Cultivating a Culturally Relevant Workforce in Chicago
Client
Chicago CRED aims to end gun violence in Chicago through street outreach, coaching, counseling, workforce development, and advocacy. During our immersion in CRED programs, my team examined the specific needs of participants transitioning from trauma counseling and educational support into workforce development. Our research confirmed that CRED participants wanted the same benefits as any employee: a comprehensive orientation, clear promotion pathways, and opportunities for further skill acquisition. We proposed an assessment tool to match participants with suitable roles based on interests and personalities. We also crafted a customized career development plan based on CRED's unique culture. These concepts were integrated into CREDMADE, a public benefit corporation focused on food manufacturing.
Topic Area
Economic Inclusion, Health
Project Type
Research & Strategy
Role
Design Researcher
In the Spring of 2019, the Siebel Center for Design (SCD) and Illinois Business Consulting (IBC) were approached by Chicago CRED, a nonprofit focused on reducing gun violence within the city. CRED takes a proven multifaceted approach to work with individuals who are most likely to carry a gun or get shot, and with the communities where gun violence is most concentrated. Through Street Outreach, Coaching & Counseling, Workforce Development, and Advocacy & Prevention they aim to eliminate gun violence in Chicago. At the time, their workforce development program was shifting from a model in which participants were employed with various local businesses, to one where CRED itself would employ them at a newly founded public benefit corporation CREDMADE. As part of this transition, a joint team of designers and student consultants from SCD and IBC was formed to help CRED identify the unique needs of their participants in workforce development and design culture and strategy for CREDMADE rooted in the rich histories of the communities they served.
RESEARCH
The team was comprised of Dr. William Patterson, a scholar who blends hip hop and engineering, myself, and a team of nine student consultants from IBC. Prior to our in-depth research, Dr. Patterson visited several of the CRED sites to establish rapport and build trust that our research would not simply be an extractive process. Over the week of spring break, the entire team conducted a deep immersion within CRED, spending time at several of their locations in the Roseland, North Lawndale, and Englewood neighborhoods. During this time we interviewed several outreach workers, life coaches, participants, CRED administrators, and workforce supervisors. While extensive, a week was simply not enough time to talk with everyone. I returned twice in the following weeks for a ride along with CRED participants at their jobs to better understand what they valued from supervisors and work settings.
SYNTHESIS
Foundational Understandings
During our synthesis, we realized that there were key learnings fundamental to our understanding of CRED and its community. These set the foundation of our persona development process moving forward.
5 Personas
What we thought would be distinct behavioral personas turned out not to be representative of individual CRED participants, but instead a set of qualities that each participant can nurture and grow.

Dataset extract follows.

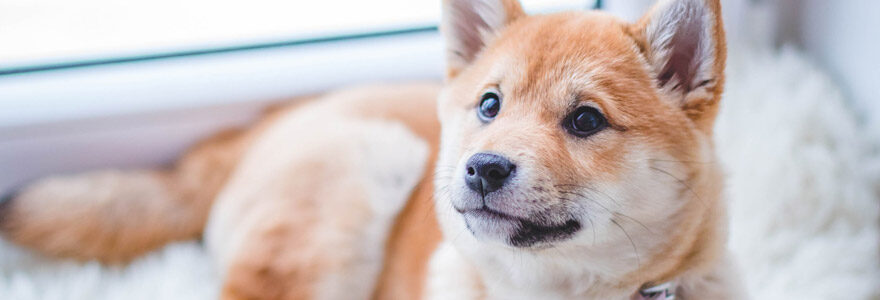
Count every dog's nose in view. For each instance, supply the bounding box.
[464,153,516,195]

Critical Tensions Across the Personas
Across the five behavioral personas there existed tensions that were embodied in the ways participants moved through and experienced CRED’s programming. Understanding these tensions was essential to designing a workforce development program that embodied these nuances.
Show versus Tell
Often it’s easier to say that you’re willing to make a change and do the work without demonstrating it through action. Some participants talk the talk, without walking the walk. The ones who are doing the work are just walking and not talking.
Structure versus Freedom
The workplace might provide a lot of structure or freedom to do what you think is best. Participants expressed a wanting to have freedom but also demonstrated a real need for structure in their lives.

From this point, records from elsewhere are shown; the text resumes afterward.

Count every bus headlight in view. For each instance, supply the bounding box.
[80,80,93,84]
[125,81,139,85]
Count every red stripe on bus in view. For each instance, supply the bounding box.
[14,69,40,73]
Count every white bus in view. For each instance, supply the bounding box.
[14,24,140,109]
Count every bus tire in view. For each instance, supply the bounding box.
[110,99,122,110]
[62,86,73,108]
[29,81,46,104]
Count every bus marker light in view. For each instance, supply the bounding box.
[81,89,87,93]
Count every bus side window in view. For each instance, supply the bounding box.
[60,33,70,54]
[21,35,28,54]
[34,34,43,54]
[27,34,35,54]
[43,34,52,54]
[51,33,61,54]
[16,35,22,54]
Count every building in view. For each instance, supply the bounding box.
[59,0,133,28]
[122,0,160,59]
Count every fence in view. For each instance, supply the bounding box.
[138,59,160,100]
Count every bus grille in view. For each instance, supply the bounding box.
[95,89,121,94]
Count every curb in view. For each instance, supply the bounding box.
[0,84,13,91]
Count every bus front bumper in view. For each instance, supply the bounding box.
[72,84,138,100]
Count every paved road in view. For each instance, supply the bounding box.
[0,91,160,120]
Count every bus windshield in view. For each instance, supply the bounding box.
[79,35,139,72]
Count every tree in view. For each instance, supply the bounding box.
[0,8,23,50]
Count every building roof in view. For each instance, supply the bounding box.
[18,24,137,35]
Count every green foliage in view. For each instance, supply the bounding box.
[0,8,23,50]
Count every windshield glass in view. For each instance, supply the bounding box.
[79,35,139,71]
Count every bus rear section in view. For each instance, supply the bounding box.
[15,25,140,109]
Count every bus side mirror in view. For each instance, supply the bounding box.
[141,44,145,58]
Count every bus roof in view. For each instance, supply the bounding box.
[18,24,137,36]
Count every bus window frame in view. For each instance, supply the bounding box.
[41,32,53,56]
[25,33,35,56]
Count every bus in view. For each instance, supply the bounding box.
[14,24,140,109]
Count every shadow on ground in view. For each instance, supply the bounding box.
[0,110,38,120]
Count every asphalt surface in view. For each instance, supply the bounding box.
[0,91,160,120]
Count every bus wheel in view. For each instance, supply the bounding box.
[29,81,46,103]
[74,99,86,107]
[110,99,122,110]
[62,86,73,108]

Exploration versus Mastery
Some participants crave the opportunity to explore as many experiences as they can and jump at the opportunity to try something new. Others just want to be responsible for one task and do that task to the best of their abilities.

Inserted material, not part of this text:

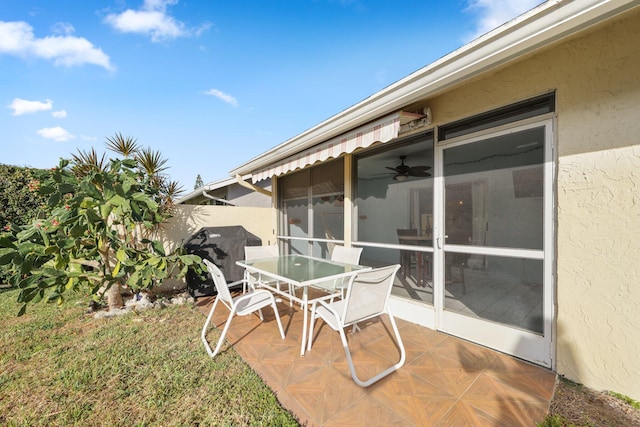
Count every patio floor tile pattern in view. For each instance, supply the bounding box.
[197,297,556,427]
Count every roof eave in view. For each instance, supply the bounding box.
[230,0,639,176]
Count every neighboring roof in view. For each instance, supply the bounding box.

Authenticity versus Professionalism
While authenticity is paramount, there’s a need to remain professional in the workplace. Professionalism is dictated by an entirely different culture than the environment that participants are familiar with.
PROPOSED DESIGN
CRED Journey
We outlined the journey of CRED participants through their programming, from workshops leading up to employment to embodying the philosophy of CRED as supervisors and managers in their workplace. This journey was overlaid with an employee’s initial skills assessment and journey to mastery of a skill, with the recognition that some participants will fast track to mastery-based on previous experience.
CRED Pyramid of Change
As part of the workplace culture at CREDMADE, we proposed the development of an assessment, “The Looking Glass”, and subsequent profile and plan for career advancement, “the CRED Pyramid of Change”, to help participants identify their unique strengths and leverage them for success. These tools would be a reference for the participant, their life coach, and supervisor over the course of the journey to mastery within the workplace.
Keys to the Kingdom
The Keys to the Kingdom was a proposed component of every participant’s experience, where they go through a rotation as a cohort, thereby preserving the culture of brotherhood and support present in the rest of CRED’s programming. Workplace norms like the 48-hour rule, which empowers employees to settle minor disagreements between peers within two days, and fostering a culture of ear hustling were proposed to institutionalize the self-sufficiency and hustle attitudes of CRED’s participants.